July 11 – All eyes are on the upcoming seventeenth BRICS Summit, set to happen in Brazil from July 6 to 7, amid rising inside contradictions that threaten to undermine the bloc’s unity and effectiveness.
The South China Morning Post not too long ago highlighted these tensions in an article titled “Questions loom at BRICS Rio summit about group’s effectiveness”, pointing to widening rifts inside the alliance.
One notable fracture emerged in April, when BRICS international ministers did not subject a joint communiqué, largely attributable to disagreements over calls to grant everlasting UN Security Council seats to Brazil, India, and South Africa. These divisions are anticipated to overshadow the summit proceedings, that are already marked by the absence of two key leaders: Chinese President Xi Jinping will skip the summit for the primary time, sending Premier Li Qiang in his place, whereas Russian President Vladimir Putin will seem through video, with Foreign Minister Sergey Lavrov attending in particular person.

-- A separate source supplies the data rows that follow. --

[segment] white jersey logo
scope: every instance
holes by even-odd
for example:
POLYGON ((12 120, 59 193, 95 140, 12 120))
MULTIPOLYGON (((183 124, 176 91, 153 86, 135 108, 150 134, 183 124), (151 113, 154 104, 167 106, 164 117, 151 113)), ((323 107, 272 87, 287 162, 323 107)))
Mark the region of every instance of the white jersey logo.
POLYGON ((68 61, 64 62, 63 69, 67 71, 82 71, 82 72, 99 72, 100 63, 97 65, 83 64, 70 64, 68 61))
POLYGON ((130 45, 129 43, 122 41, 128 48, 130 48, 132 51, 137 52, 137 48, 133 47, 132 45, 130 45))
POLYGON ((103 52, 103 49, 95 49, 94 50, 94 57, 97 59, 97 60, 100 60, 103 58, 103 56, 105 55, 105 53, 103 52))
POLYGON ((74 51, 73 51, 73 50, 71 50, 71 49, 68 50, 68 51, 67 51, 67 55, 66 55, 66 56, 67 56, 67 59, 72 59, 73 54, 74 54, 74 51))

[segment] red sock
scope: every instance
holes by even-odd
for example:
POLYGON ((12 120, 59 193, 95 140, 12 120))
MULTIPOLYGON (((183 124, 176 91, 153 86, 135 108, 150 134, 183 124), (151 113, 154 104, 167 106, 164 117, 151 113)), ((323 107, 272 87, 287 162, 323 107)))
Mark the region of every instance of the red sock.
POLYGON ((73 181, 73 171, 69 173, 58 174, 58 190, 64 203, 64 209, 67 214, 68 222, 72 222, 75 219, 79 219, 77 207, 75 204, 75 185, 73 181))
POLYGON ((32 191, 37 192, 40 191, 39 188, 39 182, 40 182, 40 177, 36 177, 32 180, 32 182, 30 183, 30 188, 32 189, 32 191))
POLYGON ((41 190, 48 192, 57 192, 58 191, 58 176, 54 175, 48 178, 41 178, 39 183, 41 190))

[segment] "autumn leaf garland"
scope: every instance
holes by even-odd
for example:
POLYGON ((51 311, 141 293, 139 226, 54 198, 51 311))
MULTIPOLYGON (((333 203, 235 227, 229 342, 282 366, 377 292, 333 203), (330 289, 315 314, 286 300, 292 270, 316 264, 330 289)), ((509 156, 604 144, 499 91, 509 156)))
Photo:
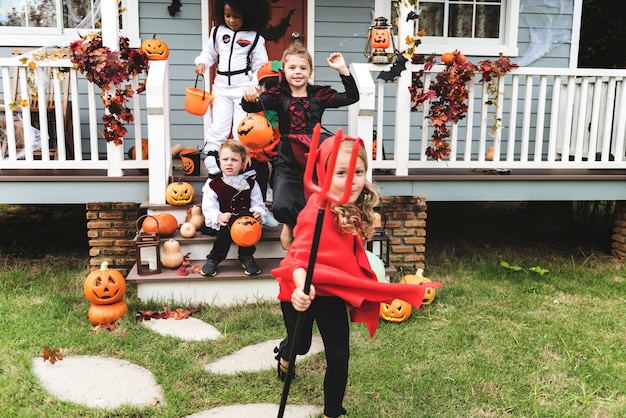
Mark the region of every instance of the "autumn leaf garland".
POLYGON ((137 48, 130 48, 128 38, 120 37, 119 51, 102 44, 102 36, 93 32, 70 44, 71 61, 76 69, 102 90, 101 98, 107 112, 102 116, 105 141, 121 145, 134 117, 126 103, 135 93, 145 90, 145 81, 134 91, 123 85, 132 77, 148 72, 148 57, 137 48))

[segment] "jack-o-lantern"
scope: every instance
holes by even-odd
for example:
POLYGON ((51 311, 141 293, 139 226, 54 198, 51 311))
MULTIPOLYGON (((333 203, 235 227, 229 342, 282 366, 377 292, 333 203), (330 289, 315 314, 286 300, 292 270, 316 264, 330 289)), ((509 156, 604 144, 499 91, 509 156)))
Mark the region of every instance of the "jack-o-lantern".
POLYGON ((402 299, 380 304, 379 316, 387 322, 404 322, 411 317, 413 307, 402 299))
POLYGON ((239 122, 239 140, 248 148, 264 148, 272 142, 274 130, 269 121, 257 113, 251 113, 239 122))
MULTIPOLYGON (((137 159, 137 150, 135 149, 134 145, 130 147, 130 149, 128 150, 128 158, 130 158, 131 160, 137 159)), ((141 139, 141 159, 142 160, 148 159, 148 139, 147 138, 141 139)))
POLYGON ((152 39, 146 39, 141 44, 141 50, 150 60, 165 60, 170 55, 170 48, 165 41, 157 39, 156 34, 152 39))
POLYGON ((240 247, 252 247, 261 239, 263 228, 252 216, 242 216, 230 226, 230 237, 240 247))
POLYGON ((103 261, 100 269, 87 275, 83 291, 87 300, 94 305, 110 305, 124 297, 126 280, 122 273, 109 269, 109 263, 103 261))
POLYGON ((180 179, 177 183, 170 183, 165 189, 165 201, 174 206, 189 205, 193 202, 194 195, 193 186, 180 179))
POLYGON ((391 45, 389 29, 374 29, 372 31, 372 38, 370 39, 372 49, 387 49, 389 45, 391 45))
POLYGON ((123 300, 110 305, 91 305, 87 311, 89 320, 94 325, 110 324, 128 312, 128 305, 123 300))
MULTIPOLYGON (((424 269, 418 268, 415 274, 405 274, 404 277, 400 279, 400 283, 420 285, 431 282, 432 280, 422 276, 423 273, 424 269)), ((422 300, 422 305, 430 305, 435 299, 435 295, 436 290, 434 287, 426 287, 426 289, 424 290, 424 299, 422 300)))

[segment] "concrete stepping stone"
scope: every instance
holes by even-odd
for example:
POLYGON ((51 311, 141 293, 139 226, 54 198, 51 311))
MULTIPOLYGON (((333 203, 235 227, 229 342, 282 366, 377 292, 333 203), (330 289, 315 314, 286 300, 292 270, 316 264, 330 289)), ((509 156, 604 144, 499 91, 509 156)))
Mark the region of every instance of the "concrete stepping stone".
POLYGON ((57 398, 92 408, 150 406, 163 402, 152 373, 136 364, 100 356, 67 356, 54 364, 32 359, 41 385, 57 398))
MULTIPOLYGON (((254 417, 254 418, 275 418, 278 415, 279 405, 255 403, 247 405, 220 406, 195 414, 187 415, 186 418, 232 418, 232 417, 254 417)), ((308 418, 317 416, 324 412, 321 406, 313 405, 287 405, 285 407, 285 418, 308 418)))
MULTIPOLYGON (((258 344, 249 345, 224 357, 220 357, 204 368, 216 374, 236 374, 239 372, 257 372, 276 368, 274 347, 282 340, 269 340, 258 344)), ((320 337, 314 336, 311 349, 303 356, 296 358, 298 361, 324 351, 324 343, 320 337)))
POLYGON ((151 319, 141 324, 161 335, 180 338, 186 341, 217 340, 222 334, 213 325, 201 319, 151 319))

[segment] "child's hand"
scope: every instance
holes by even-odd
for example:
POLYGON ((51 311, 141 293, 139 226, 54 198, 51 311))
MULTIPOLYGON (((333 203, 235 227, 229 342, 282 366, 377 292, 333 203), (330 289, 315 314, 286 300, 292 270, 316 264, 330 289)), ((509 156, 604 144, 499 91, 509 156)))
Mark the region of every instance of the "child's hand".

The lack of consensus is deepening with the bloc’s latest growth. Egypt and Ethiopia, two of the most recent BRICS members, opposed a declaration in help of South Africa’s Security Council ambitions—a growth that underscores how growth could also be amplifying tensions fairly than easing them. Yet in a seeming contradiction, the identical international locations quickly joined BRICS nations in signing a powerful assertion condemning latest U.S. and Israeli strikes on Iran, one other new entrant, labelling them violations of worldwide regulation.
Diplomats accustomed to the preparations say the prospects for a unified entrance are unsure, with thorny points equivalent to commerce frameworks, a possible BRICS forex mechanism, and geopolitical alignment on the agenda.
Amid these divisions, India, a founding BRICS member, is rising as a shiny spot. According to the newest Morgan Stanley Global Investment Committee report titled “The India Opportunity”, the Indian financial system is projected to outpace all main international economies in 2025–26. India’s GDP is predicted to develop by 5.9% in 2025, accelerating to six.4% in 2026 (This fall/This fall).
This financial momentum positions India uniquely because it prepares to imagine the BRICS chairmanship in 2026. But it additionally raises a vital query: Can New Delhi translate its financial energy into diplomatic affect to information a divided BRICS towards renewed function and cooperation?
As the summit opens in Rio, this query could show central to the way forward for the bloc itself.